Estelle, flash fiction by Verity Mason at
Constantin Aeternum



written by: Verity Mason


Estelle breaks free, gouging her broken fingernails into my flesh, bringing the blood anew. I press my hand over the lacerations. In her wake, a foul stench clings to the air.

She doesn’t resemble the woman I once knew; her form is repulsive now. Stringy grey strands of hair matted with grease fall over the folds of a disintegrating, soiled nightgown. She stopped wearing diapers years ago, preferring to shuffle along in the faecal spattered fabric that drapes her withered frame.

Last evening, I snuck up beside her, grabbing at the tattered cover of the small black book she held in her arms, cuddling it close to her chest. Her grip surprised me when I fought to take it from her. Estelle shrieked, catlike, flying at me in a flurry of madness, clawing as if to end my days.

A wailing Estelle tries to catch me. I’m ready. She trips, falling to her knees, speaking for the first time in the thirteen months since this lunacy began.

“Murderer,” she curses. “You’ll pay, give me back my babies.”

Stunned by her words, I backed up against the wall. The pages flick open, revealing photographs. I kick it towards her. Sobbing, she grabs at the pages, caressing the faces of lost children into her grieving soul. She carefully repositioned them close to her heart.

This is her insanity. I’m to bear the rage of her loss.

“Estelle, listen to me.” “They were sick. No chance existed; it was for the best.”

“Never forgive… never forgive you…you go to hell.”

The conviction of her words sent shock waves of panic into my chest. Swallowing hard on the rising, acid bile, fear creeps in, squeezing my pounding heart.

This never-ending nightmare must have a purpose.

At dusk, Estelle collapses, a crumpled heap of sagging flesh and fabric. I’m half hoping tonight will be the night that I’m set free. “I wish she was gone”—loathing washes over me for thoughts … “My life … I can’t win back until she’s dead.”

“She’s stolen it.”

It’s six in the morning. She’s rising, I’m falling into an endless abyss. A promise made, as yet unfulfilled, until I can wrestle with my conscience and accept that Estelle’s death would be the right outcome for the both of us.

Exhaustion replaces sleep. Visions of Estelle’s death in my mind. Unhinged by her daily ignorance of my presence, her tortuous journey continues. I can only watch helplessly as she saps the life from my spirit.
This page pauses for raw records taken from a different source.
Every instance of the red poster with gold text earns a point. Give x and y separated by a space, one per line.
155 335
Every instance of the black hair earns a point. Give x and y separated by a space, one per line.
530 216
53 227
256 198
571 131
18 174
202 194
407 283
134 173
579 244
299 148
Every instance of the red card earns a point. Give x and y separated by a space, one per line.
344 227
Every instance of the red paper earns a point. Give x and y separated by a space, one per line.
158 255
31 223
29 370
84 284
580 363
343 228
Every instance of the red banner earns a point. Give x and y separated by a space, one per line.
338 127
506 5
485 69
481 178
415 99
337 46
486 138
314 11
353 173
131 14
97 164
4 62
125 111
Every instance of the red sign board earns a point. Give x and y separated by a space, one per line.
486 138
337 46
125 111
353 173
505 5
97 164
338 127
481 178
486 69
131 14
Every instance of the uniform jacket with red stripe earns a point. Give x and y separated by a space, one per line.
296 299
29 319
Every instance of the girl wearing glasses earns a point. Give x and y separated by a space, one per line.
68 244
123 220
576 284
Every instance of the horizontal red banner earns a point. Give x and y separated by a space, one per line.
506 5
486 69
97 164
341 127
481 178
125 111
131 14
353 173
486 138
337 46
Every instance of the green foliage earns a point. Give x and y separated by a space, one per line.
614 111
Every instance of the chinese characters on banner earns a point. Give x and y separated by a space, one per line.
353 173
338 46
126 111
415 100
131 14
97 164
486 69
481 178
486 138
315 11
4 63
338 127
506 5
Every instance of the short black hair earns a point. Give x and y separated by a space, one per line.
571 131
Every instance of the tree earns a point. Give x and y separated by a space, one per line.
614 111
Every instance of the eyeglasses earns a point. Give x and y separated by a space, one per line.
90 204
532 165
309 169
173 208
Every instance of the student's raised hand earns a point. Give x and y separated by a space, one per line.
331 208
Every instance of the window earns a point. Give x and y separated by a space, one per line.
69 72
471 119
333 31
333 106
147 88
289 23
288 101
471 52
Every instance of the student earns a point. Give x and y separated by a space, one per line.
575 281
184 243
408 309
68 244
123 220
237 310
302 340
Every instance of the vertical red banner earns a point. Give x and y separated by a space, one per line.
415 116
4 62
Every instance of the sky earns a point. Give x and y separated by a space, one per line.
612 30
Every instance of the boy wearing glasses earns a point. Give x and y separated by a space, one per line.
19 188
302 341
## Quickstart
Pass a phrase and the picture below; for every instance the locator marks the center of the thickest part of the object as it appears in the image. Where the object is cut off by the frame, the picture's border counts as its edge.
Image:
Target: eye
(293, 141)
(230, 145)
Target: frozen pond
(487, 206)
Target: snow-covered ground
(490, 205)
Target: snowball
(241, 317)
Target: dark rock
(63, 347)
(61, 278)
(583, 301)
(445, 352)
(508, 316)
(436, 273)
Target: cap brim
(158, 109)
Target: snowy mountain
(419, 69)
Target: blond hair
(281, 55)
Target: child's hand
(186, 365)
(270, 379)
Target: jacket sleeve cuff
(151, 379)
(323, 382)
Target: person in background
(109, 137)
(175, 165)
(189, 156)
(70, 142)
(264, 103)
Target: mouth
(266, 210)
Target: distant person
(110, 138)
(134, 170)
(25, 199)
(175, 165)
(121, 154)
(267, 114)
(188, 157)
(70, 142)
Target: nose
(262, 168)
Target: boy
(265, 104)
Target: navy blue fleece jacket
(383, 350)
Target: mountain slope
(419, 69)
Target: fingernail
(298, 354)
Her reality remains disconnected from the children that she believes died because of her inability to save their souls. I’m trapped.

Suffering floods my sinful soul. I take it back, knowing that dawn will put another brick in the wall of our prison.

We passed by each other. I can’t take this madness much longer. Oblivious to my loneliness, Estelle looks through me with a vacancy that cuts.

“Estelle, you know me. Look at me.”

There’s no response. I’m nothing to Estelle now.

I flee, navigating my way through the maze of locked doors and corridors with shaking hands and lungs that can’t quite suck enough air. Drained and devoid of emotion, I race towards my future in the morning sunlight.

Freedom tastes good.

There’s no news of my disappearance as I read this morning’s paper.

I read a month later that Estelle had passed away in the asylum. I’m not ready to mingle with the rest of the world yet.

Nancy takes good care of me, unsure if she could ever get by without me. A warm smile flickers across her face.

“Edgar, more tea?”



A tale of loss and madness where the boundaries of murder are undefined.